# End to end Weekly Report
I have written this Python Program to automate a 1 Hour 30 Minute manual Excel task, reducing it to 4 Minute for me and my coworker.  

🚀 **Data Analysis & Reporting Project** 📊

### 🎯 **Objective**:
This project focuses on analyzing appointment statuses, patient details, and insurer references, with the goal of generating insightful **Appointment Turnaround Time (TAT)**, **QC TAT**, and **Conversion Rate** reports.

### 🔍 **Key Steps:**

1. **📥 Data Import & Cleaning**:
   - Imported raw data from a CSV file, focusing on key columns related to insurer references and appointment details.
   - Removed unnecessary columns and retained only the most relevant data for analysis.

2. **🔄 Data Transformation**:
   - Filtered and grouped the data based on specific criteria, such as group cases, completed cases, and pending cases.
   - Converted date columns into a proper datetime format to ensure accurate analysis.
   - Created new variables for **Appointment TAT** and **QC TAT**, categorizing them into readable formats (e.g., T+1, T+2).

3. **⏳ Pending & Non-Workable Cases**:
   - Identified pending cases and further categorized them into **Max Attempts**, **DND**, **Non-Contactable**, and more.
   - Separated out non-workable cases (e.g., due to location constraints, order cancellation, etc.) for analysis.

4. **📅 Monthly & Cumulative Reports**:
   - Generated monthly reports showing **cases received**, **non-workable data**, and **conversion rates**.
   - Used **Pivot Tables** to display **Appointment TAT** and **QC TAT** by month and added cumulative sums to track trends.

5. **📈 Conversion Calculations**:
   - Calculated **conversion rates** for **workable data**, showing how many cases were successfully processed compared to the total workable cases.

6. **📑 Final Report Generation**:
   - Consolidated all the results into an **Excel report**, containing multiple sheets for each data point (Raw Data, Cleaned Data, Converted Data, Pending Data, Non-Workable Data, etc.).

### 🛠️ **Technologies Used:**
- **Python**: Data manipulation using **Pandas** and **NumPy**.
- **Libraries**: Pandas, NumPy, datetime, openpyxl (for Excel report generation).

### 📤 **Final Output**:
An automated, structured Excel report summarizing key metrics, which includes:
- **Raw Data**
- **Cleaned Data**
- **Converted Data**
- **Pending Data**
- **Non-Workable Data**
- **Appointment TAT Report**
- **Overall Conversion Report**

This automated process streamlines data analysis and reporting, providing actionable insights at a glance. 

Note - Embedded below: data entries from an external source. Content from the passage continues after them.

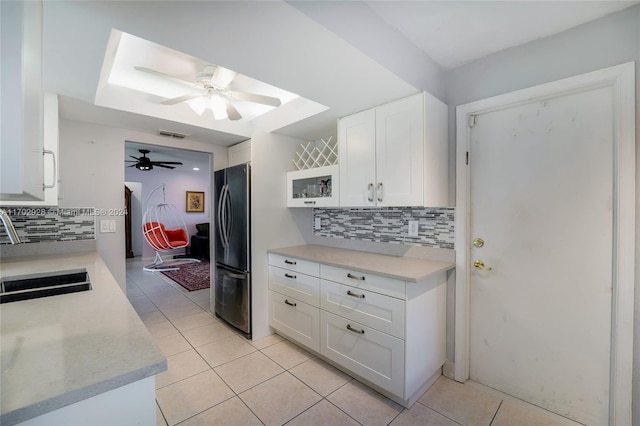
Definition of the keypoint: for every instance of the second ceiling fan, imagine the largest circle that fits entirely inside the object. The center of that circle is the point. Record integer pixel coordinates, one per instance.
(212, 90)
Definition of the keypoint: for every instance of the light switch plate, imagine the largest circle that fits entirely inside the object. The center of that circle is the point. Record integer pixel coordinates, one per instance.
(413, 228)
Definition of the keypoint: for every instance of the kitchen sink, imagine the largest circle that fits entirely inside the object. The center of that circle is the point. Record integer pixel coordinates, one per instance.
(33, 286)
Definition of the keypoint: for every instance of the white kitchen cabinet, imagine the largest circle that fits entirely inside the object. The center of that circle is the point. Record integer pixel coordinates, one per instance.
(395, 154)
(315, 187)
(21, 134)
(389, 333)
(50, 182)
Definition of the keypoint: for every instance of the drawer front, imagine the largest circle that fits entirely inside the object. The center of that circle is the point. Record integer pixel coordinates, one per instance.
(294, 264)
(379, 284)
(295, 284)
(374, 310)
(376, 356)
(295, 319)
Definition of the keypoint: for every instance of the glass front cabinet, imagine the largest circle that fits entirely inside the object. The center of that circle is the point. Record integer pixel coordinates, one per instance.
(316, 187)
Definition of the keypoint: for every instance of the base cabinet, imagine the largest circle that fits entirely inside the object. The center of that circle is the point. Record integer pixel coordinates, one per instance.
(369, 353)
(389, 333)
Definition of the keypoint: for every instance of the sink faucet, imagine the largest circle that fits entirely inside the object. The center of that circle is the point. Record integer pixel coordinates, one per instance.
(8, 225)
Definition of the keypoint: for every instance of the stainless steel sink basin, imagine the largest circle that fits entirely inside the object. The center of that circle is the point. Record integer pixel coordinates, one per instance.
(23, 287)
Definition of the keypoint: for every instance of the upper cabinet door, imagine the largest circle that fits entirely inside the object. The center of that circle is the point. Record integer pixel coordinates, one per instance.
(21, 143)
(400, 153)
(357, 157)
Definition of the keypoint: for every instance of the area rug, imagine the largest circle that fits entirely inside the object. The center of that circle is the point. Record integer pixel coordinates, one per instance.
(192, 276)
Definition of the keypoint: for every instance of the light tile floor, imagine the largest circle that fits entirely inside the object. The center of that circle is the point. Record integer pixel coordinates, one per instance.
(217, 377)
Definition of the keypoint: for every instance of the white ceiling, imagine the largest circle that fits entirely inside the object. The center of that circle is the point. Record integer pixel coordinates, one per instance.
(295, 46)
(457, 32)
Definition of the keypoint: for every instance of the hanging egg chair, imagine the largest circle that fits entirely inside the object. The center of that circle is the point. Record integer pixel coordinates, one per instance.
(164, 229)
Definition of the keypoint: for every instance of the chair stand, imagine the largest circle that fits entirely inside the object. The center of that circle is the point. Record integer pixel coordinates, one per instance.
(159, 265)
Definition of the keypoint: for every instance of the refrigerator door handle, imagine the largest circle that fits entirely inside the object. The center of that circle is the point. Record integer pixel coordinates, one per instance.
(221, 217)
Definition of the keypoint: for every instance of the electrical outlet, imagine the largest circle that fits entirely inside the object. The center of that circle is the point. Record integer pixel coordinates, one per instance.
(413, 228)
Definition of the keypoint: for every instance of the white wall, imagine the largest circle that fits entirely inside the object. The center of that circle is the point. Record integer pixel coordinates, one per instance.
(609, 41)
(136, 217)
(92, 174)
(272, 223)
(177, 182)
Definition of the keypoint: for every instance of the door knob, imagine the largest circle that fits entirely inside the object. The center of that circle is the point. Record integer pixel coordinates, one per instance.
(479, 264)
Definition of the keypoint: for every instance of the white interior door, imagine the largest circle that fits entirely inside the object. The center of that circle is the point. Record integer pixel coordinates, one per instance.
(541, 194)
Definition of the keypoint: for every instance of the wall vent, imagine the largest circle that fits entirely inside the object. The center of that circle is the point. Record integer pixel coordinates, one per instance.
(170, 134)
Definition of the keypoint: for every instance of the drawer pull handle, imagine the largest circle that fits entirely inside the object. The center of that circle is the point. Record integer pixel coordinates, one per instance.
(354, 330)
(355, 277)
(350, 293)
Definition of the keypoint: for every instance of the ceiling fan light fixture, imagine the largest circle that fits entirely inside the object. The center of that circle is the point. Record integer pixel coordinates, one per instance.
(218, 107)
(198, 105)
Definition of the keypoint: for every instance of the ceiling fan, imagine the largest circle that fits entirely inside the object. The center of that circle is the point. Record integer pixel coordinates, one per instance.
(213, 91)
(144, 163)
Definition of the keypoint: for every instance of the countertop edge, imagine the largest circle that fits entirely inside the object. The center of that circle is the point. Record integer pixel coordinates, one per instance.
(43, 407)
(433, 266)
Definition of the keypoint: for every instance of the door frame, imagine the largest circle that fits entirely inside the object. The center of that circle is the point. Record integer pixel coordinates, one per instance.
(621, 78)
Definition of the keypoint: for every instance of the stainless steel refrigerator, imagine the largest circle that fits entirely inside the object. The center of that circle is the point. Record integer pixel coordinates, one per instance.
(233, 246)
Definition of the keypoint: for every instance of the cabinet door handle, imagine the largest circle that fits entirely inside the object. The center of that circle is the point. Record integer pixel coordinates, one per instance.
(55, 172)
(355, 330)
(352, 294)
(355, 277)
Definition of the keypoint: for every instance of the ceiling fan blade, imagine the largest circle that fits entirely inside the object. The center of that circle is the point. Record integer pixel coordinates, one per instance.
(254, 97)
(232, 112)
(182, 98)
(163, 75)
(222, 77)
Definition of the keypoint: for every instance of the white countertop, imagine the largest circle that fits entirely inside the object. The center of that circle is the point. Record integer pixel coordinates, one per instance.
(409, 269)
(59, 350)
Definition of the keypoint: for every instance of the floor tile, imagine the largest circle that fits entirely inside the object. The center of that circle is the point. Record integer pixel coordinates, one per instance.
(364, 404)
(322, 414)
(248, 371)
(193, 321)
(267, 341)
(191, 396)
(173, 344)
(180, 367)
(320, 376)
(207, 334)
(152, 317)
(511, 414)
(161, 328)
(279, 399)
(287, 354)
(225, 350)
(419, 414)
(230, 412)
(460, 402)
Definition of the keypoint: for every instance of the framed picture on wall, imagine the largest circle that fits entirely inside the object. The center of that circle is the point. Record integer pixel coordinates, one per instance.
(195, 202)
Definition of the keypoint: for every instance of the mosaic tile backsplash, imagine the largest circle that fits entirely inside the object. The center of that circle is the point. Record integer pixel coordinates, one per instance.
(39, 224)
(389, 225)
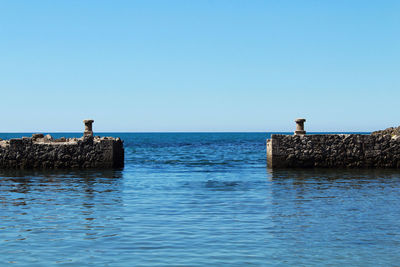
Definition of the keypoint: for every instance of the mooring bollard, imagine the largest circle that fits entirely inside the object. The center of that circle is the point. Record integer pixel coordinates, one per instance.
(300, 127)
(88, 128)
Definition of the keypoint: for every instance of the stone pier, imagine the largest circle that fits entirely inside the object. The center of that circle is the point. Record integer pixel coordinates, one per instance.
(377, 150)
(44, 152)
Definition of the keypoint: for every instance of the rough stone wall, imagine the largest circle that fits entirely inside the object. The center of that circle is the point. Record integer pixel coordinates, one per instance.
(333, 151)
(43, 152)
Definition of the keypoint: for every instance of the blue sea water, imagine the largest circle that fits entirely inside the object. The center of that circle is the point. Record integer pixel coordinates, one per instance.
(199, 199)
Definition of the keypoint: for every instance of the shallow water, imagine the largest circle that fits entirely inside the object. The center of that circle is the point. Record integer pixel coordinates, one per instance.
(199, 200)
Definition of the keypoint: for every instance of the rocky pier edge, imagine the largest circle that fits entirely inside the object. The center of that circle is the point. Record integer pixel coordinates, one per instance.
(44, 152)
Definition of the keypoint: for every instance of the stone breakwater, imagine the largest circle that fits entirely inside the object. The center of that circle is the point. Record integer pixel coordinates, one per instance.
(44, 152)
(334, 151)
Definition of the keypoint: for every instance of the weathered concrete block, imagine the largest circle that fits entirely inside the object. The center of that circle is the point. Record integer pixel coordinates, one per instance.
(333, 151)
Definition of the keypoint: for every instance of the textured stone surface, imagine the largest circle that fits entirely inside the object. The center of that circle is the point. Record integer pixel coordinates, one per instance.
(390, 131)
(43, 152)
(333, 151)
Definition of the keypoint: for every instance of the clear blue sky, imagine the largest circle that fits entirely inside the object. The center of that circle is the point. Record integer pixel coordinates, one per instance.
(199, 65)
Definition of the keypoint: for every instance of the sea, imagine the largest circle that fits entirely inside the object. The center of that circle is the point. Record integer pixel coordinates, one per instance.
(198, 199)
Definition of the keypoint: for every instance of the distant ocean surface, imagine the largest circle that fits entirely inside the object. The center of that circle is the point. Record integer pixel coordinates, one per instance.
(198, 199)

### 💻 **Code Implementation**:

In [19]:
import pandas as pd
import datetime as dt
import numpy as np
from datetime import datetime
from pprint import pprint

# Import Raw Data
Raw_Data=pd.read_csv("mis.csv", low_memory=False)

# It is for the Insurer reference
col = ["CorporateName","RequestDate","PatientName","ApplicationId","OrderID","BookingId","PolicyNo","Age","Gender","RelationShip","EmailId",
       "ContactNo","PackageName","packageInvestigations","ApptCreatedDate","AppointmentDate","ApptTime","SecondPreferredDate",
       "SecondPreferredTime","VisitType","ProviderName","ProviderState","ProviderCity","ProviderLocation",
       "AppointmentStatus","ReportUploaded","reportUrl","QcApprovedDate","QC Approval Month","Photo Available & Type","ClientCity",
       "ClientState","ClientAddress","ClientPincode","AgentName","AgentCode","source","NumberofAttempts","lastCallDateTime","LastCallStatus",
       "ApptCreatedBySelfAllocation","ProductName","planType","loanId","mphName","PackageName","SplitDate","ApprovalType","AM_Name","Escort",
       "PriorityAssigned","DND"]
# It is for the Insurer reference
Raw_Data = Raw_Data[col]

# Relevant Columns to work with
relevant_columns=["RequestDate", "PatientName", "ApplicationId","ReportUploaded", "AppointmentStatus", "LastCallStatus",
                  "AppointmentDate", "QcApprovedDate", "NumberofAttempts", "DND"]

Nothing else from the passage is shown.